BD not doing enough to eliminate human trafficking: US


Dhaka, June 28 – The government of Bangladesh does not fully meet the minimum standards for the elimination of trafficking though it is making significant efforts to do so, according to a new US report.The government demonstrated significant efforts during the reporting period by finalising and adopting the implementing rules for the 2012 Prevention and Suppression of Human Trafficking Act (PSHTA) in January 2017 and drafting an implementation roadmap for the 2015-2017 national action plan.
The observation was made at the Trafficking in Persons Report 2017 released by the US Department of State on Wednesday (BDT).
However, the government did not demonstrate increasing efforts compared to the previous reporting period, said the US report adding that the government’s investigations, prosecutions, and convictions of trafficking crimes decreased, the report observed.
The report mentioned that official complicity in trafficking crimes remained a serious problem, yet the government did not make efforts to investigate, prosecute, and convict allegedly complicit law enforcement, border, and manpower officials.
The number of victims identified by the government decreased, it said.
The government remained without a formal mechanism to refer trafficking victims to protective services and, protection services, when acquired, did not provide rehabilitation services designed for trafficking victims’ specific needs nor were they provided for adult male victims, according to the US report.
It further said NGOs reported victims were frequently re-trafficked due to insufficient care while the government maintained labour export agreements with several countries that aim to tackle recruitment fees, the government’s continued allowance of high recruitment fees combined with insufficient efforts to address illegally operating recruitment sub-agents left workers vulnerable to trafficking.
Bangladesh was, therefore, downgraded to Tier 2 Watch List, the mentioned.
It also put some recommendations for Bangladesh, including taking steps, to eliminate all recruitment fees charged to workers by licensed labour recruiters and instead ensures they are paid by employers and increasing prosecutions and convictions, particularly of labour traffickers and fraudulent labor recruiters, while strictly respecting due process.
It also suggested the government to establish guidelines for provision of adequate victim care and standard operating procedures for the referral of victims to such services and to investigate thoroughly credible allegations of government complicity in trafficking and prosecute officials who are suspected of being complicit.

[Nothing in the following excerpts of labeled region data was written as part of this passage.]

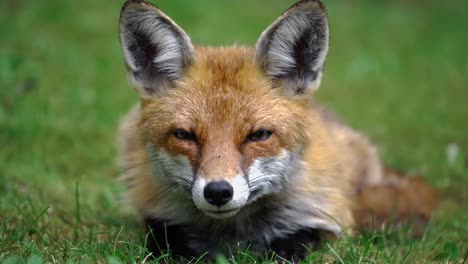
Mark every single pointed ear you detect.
[256,0,328,95]
[120,0,194,96]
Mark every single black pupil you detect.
[174,129,196,140]
[249,129,272,141]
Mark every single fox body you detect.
[120,0,438,259]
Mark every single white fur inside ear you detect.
[256,1,329,94]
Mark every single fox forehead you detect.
[140,47,308,148]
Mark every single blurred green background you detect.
[0,0,468,263]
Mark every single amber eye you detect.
[247,129,273,141]
[172,129,197,141]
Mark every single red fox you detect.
[120,0,437,260]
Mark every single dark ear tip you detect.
[120,0,159,16]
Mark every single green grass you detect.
[0,0,468,263]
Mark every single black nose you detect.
[203,181,234,206]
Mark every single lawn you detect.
[0,0,468,263]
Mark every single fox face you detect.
[120,1,328,219]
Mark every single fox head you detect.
[120,0,328,219]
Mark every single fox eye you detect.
[172,129,197,141]
[247,129,273,141]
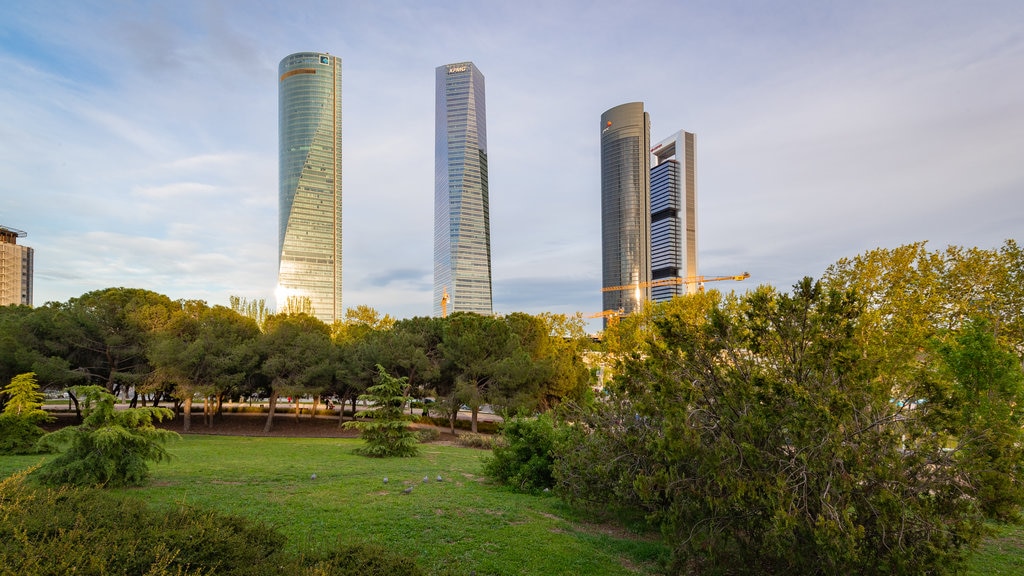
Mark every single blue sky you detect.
[0,0,1024,327]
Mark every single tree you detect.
[556,279,982,574]
[259,314,334,433]
[0,372,51,454]
[932,319,1024,522]
[37,385,177,488]
[439,313,538,433]
[345,365,420,458]
[147,301,259,431]
[54,288,178,397]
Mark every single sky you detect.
[0,0,1024,328]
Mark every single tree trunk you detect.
[263,390,278,434]
[181,394,191,431]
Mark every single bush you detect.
[416,428,441,444]
[0,372,52,454]
[0,414,46,454]
[483,413,564,492]
[38,386,177,487]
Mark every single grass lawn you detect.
[0,436,668,575]
[0,436,1024,576]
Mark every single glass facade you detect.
[278,52,342,323]
[433,63,492,316]
[650,131,697,301]
[601,102,651,314]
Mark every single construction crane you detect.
[587,308,623,319]
[601,272,751,293]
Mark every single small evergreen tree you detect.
[345,364,420,458]
[37,386,178,488]
[0,372,51,454]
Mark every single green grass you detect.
[0,436,668,575]
[967,525,1024,576]
[0,436,1024,576]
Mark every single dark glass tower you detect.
[601,102,650,314]
[433,63,492,316]
[650,131,697,302]
[278,52,342,323]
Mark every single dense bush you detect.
[0,372,51,454]
[556,279,995,575]
[38,386,177,488]
[0,470,430,576]
[483,413,564,492]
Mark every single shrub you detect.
[483,413,564,492]
[38,386,177,487]
[0,372,52,454]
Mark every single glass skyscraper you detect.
[601,102,650,314]
[278,52,342,323]
[650,130,697,302]
[433,63,492,316]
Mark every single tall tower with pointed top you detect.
[433,61,493,316]
[276,52,342,324]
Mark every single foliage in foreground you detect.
[37,386,177,488]
[0,372,50,454]
[483,412,564,492]
[556,279,1020,574]
[345,364,420,458]
[0,471,421,576]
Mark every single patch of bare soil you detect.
[43,412,455,444]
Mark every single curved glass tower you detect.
[433,63,492,316]
[278,52,342,323]
[601,102,650,314]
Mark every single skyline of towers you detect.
[0,225,35,306]
[276,52,343,324]
[601,102,697,318]
[433,61,493,316]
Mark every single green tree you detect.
[259,314,334,433]
[345,365,420,458]
[53,288,177,397]
[556,279,982,574]
[147,300,259,431]
[933,319,1024,521]
[439,313,539,433]
[0,372,52,454]
[37,386,177,488]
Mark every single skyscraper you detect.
[433,61,492,316]
[0,225,35,306]
[650,130,697,302]
[601,102,650,314]
[278,52,342,323]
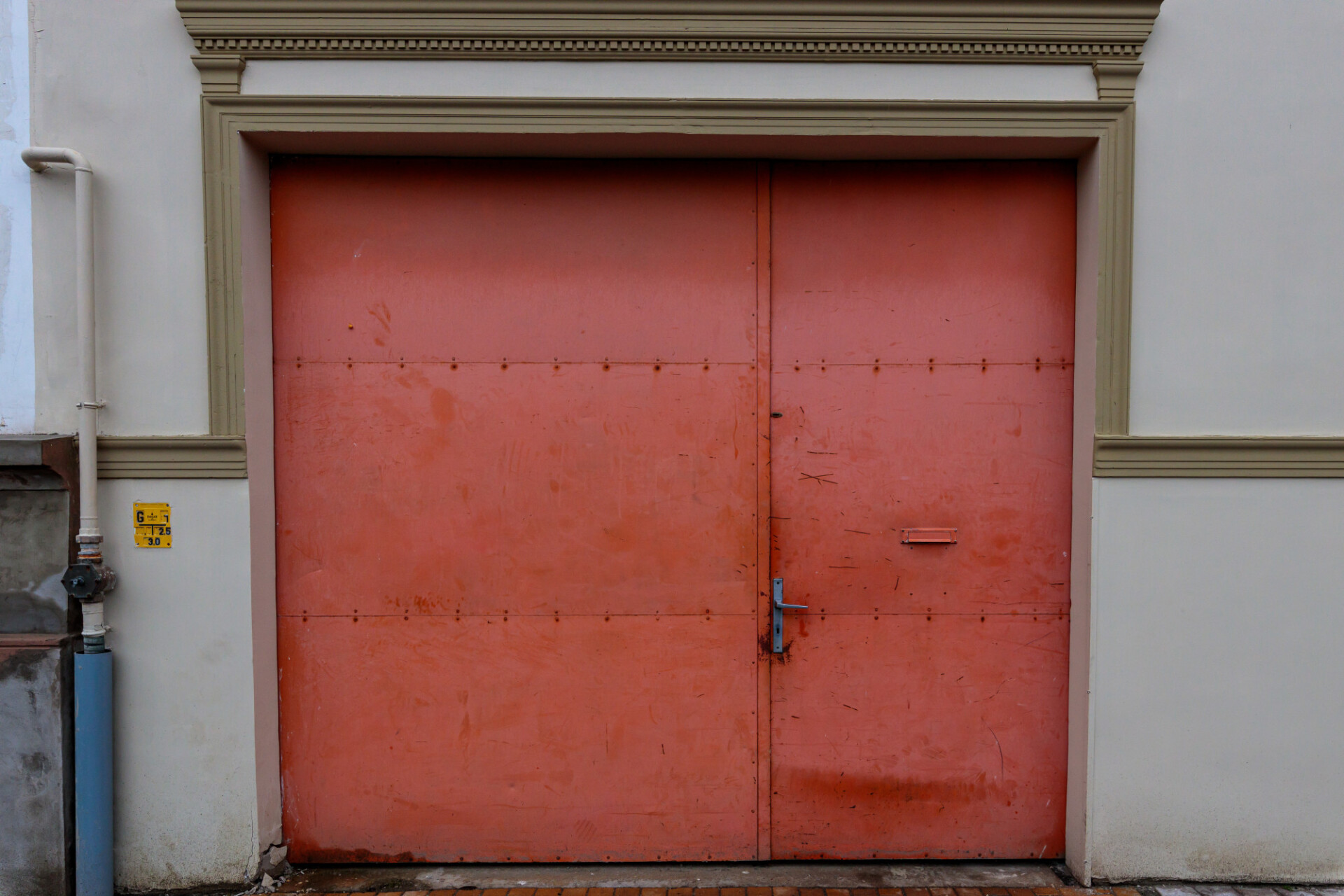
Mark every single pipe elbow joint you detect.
[19,146,92,174]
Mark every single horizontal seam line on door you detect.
[276,610,1068,620]
[274,357,757,367]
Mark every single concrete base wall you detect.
[98,479,257,889]
[1091,479,1344,883]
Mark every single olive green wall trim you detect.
[202,94,1134,435]
[177,0,1161,63]
[1093,60,1144,102]
[1093,435,1344,478]
[191,55,247,92]
[98,435,247,479]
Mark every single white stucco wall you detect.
[0,0,36,434]
[1129,0,1344,435]
[1093,479,1344,881]
[98,479,257,889]
[32,0,210,435]
[18,0,1344,887]
[27,0,257,889]
[1091,0,1344,881]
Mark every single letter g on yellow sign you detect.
[134,501,172,548]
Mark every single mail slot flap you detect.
[900,529,957,544]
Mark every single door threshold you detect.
[281,861,1063,896]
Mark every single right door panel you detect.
[770,161,1075,858]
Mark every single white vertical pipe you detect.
[22,146,102,547]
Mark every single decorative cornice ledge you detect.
[1093,435,1344,478]
[98,435,247,479]
[177,0,1161,63]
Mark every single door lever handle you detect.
[771,579,808,653]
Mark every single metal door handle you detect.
[773,579,808,653]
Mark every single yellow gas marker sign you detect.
[136,501,172,548]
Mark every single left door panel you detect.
[272,158,757,861]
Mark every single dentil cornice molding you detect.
[177,0,1161,63]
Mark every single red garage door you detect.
[272,158,1072,861]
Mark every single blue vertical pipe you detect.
[76,652,113,896]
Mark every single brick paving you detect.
[302,887,1151,896]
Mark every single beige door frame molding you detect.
[220,94,1133,876]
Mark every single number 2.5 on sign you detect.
[136,501,172,548]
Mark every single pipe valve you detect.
[60,563,117,601]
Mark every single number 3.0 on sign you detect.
[136,501,172,548]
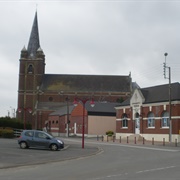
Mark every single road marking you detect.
[136,166,176,174]
[66,139,180,152]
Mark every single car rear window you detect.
[25,131,34,137]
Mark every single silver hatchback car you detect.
[18,130,64,151]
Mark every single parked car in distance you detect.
[18,130,64,151]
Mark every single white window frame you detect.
[161,111,169,128]
[147,112,155,128]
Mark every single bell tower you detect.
[17,12,45,129]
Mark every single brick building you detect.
[48,101,119,137]
[116,83,180,141]
[17,12,136,129]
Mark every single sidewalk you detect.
[83,136,180,149]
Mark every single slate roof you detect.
[117,82,180,106]
[49,105,75,116]
[85,102,120,113]
[27,12,40,58]
[49,101,119,116]
[41,74,131,92]
[141,83,180,104]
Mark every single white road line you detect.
[66,139,180,152]
[136,166,176,174]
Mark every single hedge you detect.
[0,129,14,138]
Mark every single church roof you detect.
[41,74,131,93]
[27,12,40,58]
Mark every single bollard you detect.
[113,136,115,142]
[152,138,154,145]
[163,138,165,146]
[175,139,177,147]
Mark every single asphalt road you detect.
[0,139,99,169]
[0,139,180,180]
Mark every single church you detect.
[17,12,137,129]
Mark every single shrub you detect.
[0,129,14,138]
[106,131,114,136]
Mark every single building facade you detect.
[17,12,135,129]
[48,101,118,137]
[116,83,180,142]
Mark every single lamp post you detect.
[18,108,32,129]
[73,98,95,149]
[66,97,70,137]
[164,53,172,142]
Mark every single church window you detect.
[122,113,128,128]
[49,97,53,101]
[148,112,155,127]
[28,64,33,74]
[161,111,169,127]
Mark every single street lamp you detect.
[73,98,95,149]
[164,53,172,142]
[66,96,70,137]
[18,108,32,129]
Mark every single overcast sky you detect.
[0,0,180,116]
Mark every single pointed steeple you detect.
[27,11,40,58]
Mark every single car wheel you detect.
[50,144,58,151]
[20,142,28,149]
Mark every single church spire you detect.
[27,11,40,58]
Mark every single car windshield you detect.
[46,133,54,138]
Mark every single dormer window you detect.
[28,64,33,74]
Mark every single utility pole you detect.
[163,53,172,142]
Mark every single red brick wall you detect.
[116,104,180,134]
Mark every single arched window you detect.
[161,111,169,127]
[148,112,155,127]
[122,113,128,128]
[28,64,33,74]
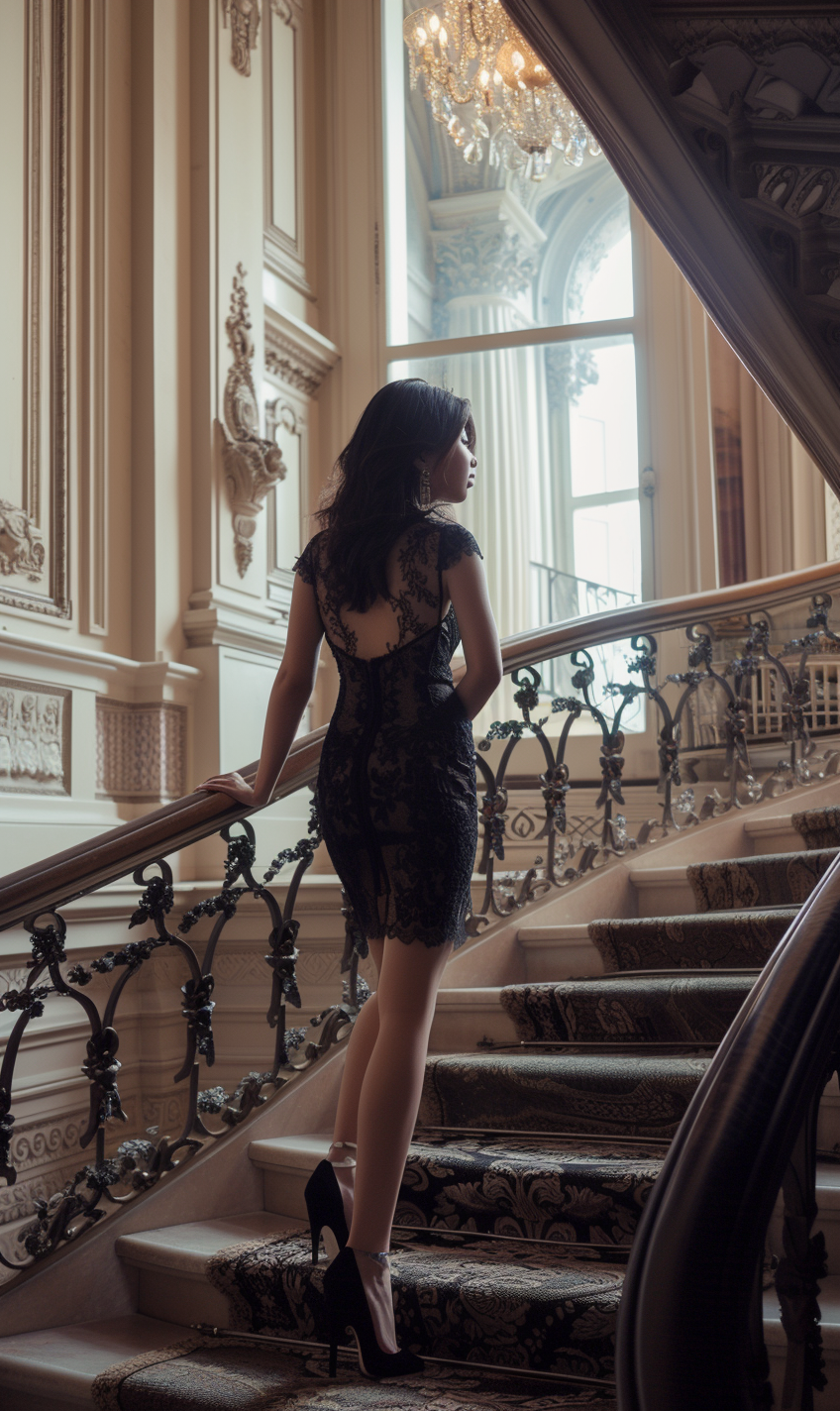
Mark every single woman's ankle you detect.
[354,1248,399,1354]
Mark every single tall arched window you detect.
[382,0,643,716]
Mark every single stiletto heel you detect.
[303,1161,350,1264]
[324,1246,423,1380]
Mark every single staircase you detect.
[0,808,840,1411]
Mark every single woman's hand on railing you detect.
[193,771,259,809]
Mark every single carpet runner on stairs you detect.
[93,1338,616,1411]
[53,809,840,1411]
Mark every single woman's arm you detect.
[199,575,324,809]
[444,553,503,719]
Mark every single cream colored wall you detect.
[0,0,836,1275]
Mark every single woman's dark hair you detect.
[317,377,474,612]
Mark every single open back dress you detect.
[294,516,480,948]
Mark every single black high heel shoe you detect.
[324,1246,423,1381]
[303,1141,356,1264]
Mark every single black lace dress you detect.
[294,518,480,948]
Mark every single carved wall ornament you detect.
[546,343,597,406]
[263,309,338,396]
[0,676,70,795]
[221,0,260,77]
[0,499,46,583]
[216,264,287,577]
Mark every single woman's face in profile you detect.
[430,430,477,505]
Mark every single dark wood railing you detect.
[617,840,840,1411]
[0,563,840,929]
[0,563,840,1309]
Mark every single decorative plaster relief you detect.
[221,0,260,77]
[216,264,286,579]
[0,499,44,583]
[431,220,539,303]
[96,696,186,803]
[0,676,70,795]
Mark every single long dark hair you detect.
[317,377,474,612]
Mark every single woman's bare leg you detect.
[350,938,451,1352]
[327,941,384,1229]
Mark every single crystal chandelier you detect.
[403,0,600,180]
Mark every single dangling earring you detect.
[420,466,431,509]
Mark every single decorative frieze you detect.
[221,0,260,77]
[431,222,539,303]
[0,499,44,583]
[96,696,186,803]
[264,309,338,396]
[216,264,286,579]
[0,676,70,795]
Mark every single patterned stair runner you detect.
[85,809,840,1411]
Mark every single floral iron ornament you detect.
[0,799,367,1270]
[467,595,840,935]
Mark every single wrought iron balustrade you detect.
[468,593,840,934]
[530,559,637,696]
[0,565,840,1268]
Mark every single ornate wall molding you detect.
[0,0,70,618]
[262,0,311,295]
[0,499,46,583]
[216,264,286,579]
[221,0,260,77]
[264,309,340,396]
[96,696,186,803]
[0,676,72,795]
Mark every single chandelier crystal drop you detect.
[403,0,600,180]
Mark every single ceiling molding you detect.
[502,0,840,491]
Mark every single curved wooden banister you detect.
[0,563,840,929]
[616,835,840,1411]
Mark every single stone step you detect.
[114,1211,290,1328]
[248,1133,663,1257]
[630,863,694,916]
[499,971,753,1044]
[0,1275,840,1411]
[790,805,840,848]
[248,1134,840,1275]
[117,1211,623,1378]
[0,1314,616,1411]
[0,1314,184,1411]
[516,922,603,984]
[417,1052,710,1140]
[744,812,804,855]
[589,908,799,975]
[429,986,516,1052]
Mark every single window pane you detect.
[573,499,641,598]
[383,0,633,346]
[566,337,639,495]
[563,213,633,323]
[389,337,641,636]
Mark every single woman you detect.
[201,379,502,1377]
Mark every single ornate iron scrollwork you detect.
[0,800,367,1270]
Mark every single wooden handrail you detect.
[0,563,840,929]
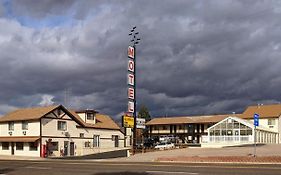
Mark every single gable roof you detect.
[0,105,120,130]
[241,104,281,119]
[0,105,61,122]
[207,116,277,133]
[70,110,120,130]
[146,114,234,125]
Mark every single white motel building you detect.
[146,104,281,147]
[0,105,125,157]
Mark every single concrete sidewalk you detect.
[106,144,281,162]
[0,144,281,163]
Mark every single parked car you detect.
[143,138,155,148]
[154,143,175,150]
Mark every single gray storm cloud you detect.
[0,0,281,117]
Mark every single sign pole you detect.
[254,114,260,157]
[254,125,257,157]
[128,26,140,154]
[133,45,137,154]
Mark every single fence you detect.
[202,135,254,143]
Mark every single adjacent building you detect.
[0,105,124,157]
[146,104,281,146]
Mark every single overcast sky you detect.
[0,0,281,119]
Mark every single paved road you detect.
[0,160,281,175]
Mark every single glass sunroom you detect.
[207,116,277,144]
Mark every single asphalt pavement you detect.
[0,160,281,175]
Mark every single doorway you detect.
[114,136,119,147]
[70,142,74,156]
[233,129,240,142]
[63,141,68,156]
[11,142,15,155]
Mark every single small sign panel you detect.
[254,114,260,126]
[128,73,135,86]
[136,118,145,129]
[128,46,135,59]
[122,114,134,128]
[128,87,135,100]
[128,101,135,113]
[128,60,135,72]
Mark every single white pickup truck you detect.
[154,143,175,150]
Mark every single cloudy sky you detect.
[0,0,281,118]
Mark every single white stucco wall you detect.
[0,121,40,137]
[0,143,40,157]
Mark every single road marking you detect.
[1,161,281,170]
[24,166,52,170]
[145,171,199,175]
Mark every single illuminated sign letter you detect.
[128,101,135,113]
[128,74,135,86]
[128,46,135,59]
[128,88,135,100]
[128,60,135,72]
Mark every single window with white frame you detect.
[21,121,28,130]
[84,141,91,148]
[86,113,95,120]
[93,135,100,147]
[58,121,67,131]
[2,142,10,150]
[29,142,38,151]
[9,122,14,131]
[16,142,23,150]
[267,119,275,125]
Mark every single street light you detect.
[129,26,140,153]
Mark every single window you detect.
[16,142,23,150]
[50,142,59,151]
[84,141,91,148]
[93,135,100,147]
[21,121,28,130]
[2,142,10,150]
[87,113,95,120]
[58,121,67,131]
[267,119,275,125]
[9,122,14,131]
[29,142,37,151]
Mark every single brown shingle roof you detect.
[0,105,60,122]
[70,110,120,130]
[241,104,281,119]
[146,114,234,125]
[0,105,120,130]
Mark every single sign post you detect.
[254,114,260,157]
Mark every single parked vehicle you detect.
[154,143,175,150]
[143,138,155,148]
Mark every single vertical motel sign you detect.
[127,46,136,114]
[254,114,260,127]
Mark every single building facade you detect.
[0,105,124,157]
[146,104,281,145]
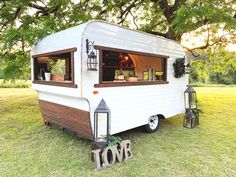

The recommendations also include enhancing the training provided to officials, including law enforcement, labour inspectors, and immigration officers, on methods to identify trafficking cases and refer victims to protection services, expanding the support services available to victims, including adult male victims, within Bangladesh and at Bangladesh’s embassies abroad, expanding the Ministry of Expatriate Welfare and Overseas Employment’s (MEWOE) mandate to include the regulation of sub-agents, improving quality of pre-departure trainings, including sessions on labor rights, labour laws, and methods to access justice and assistance in destination countries.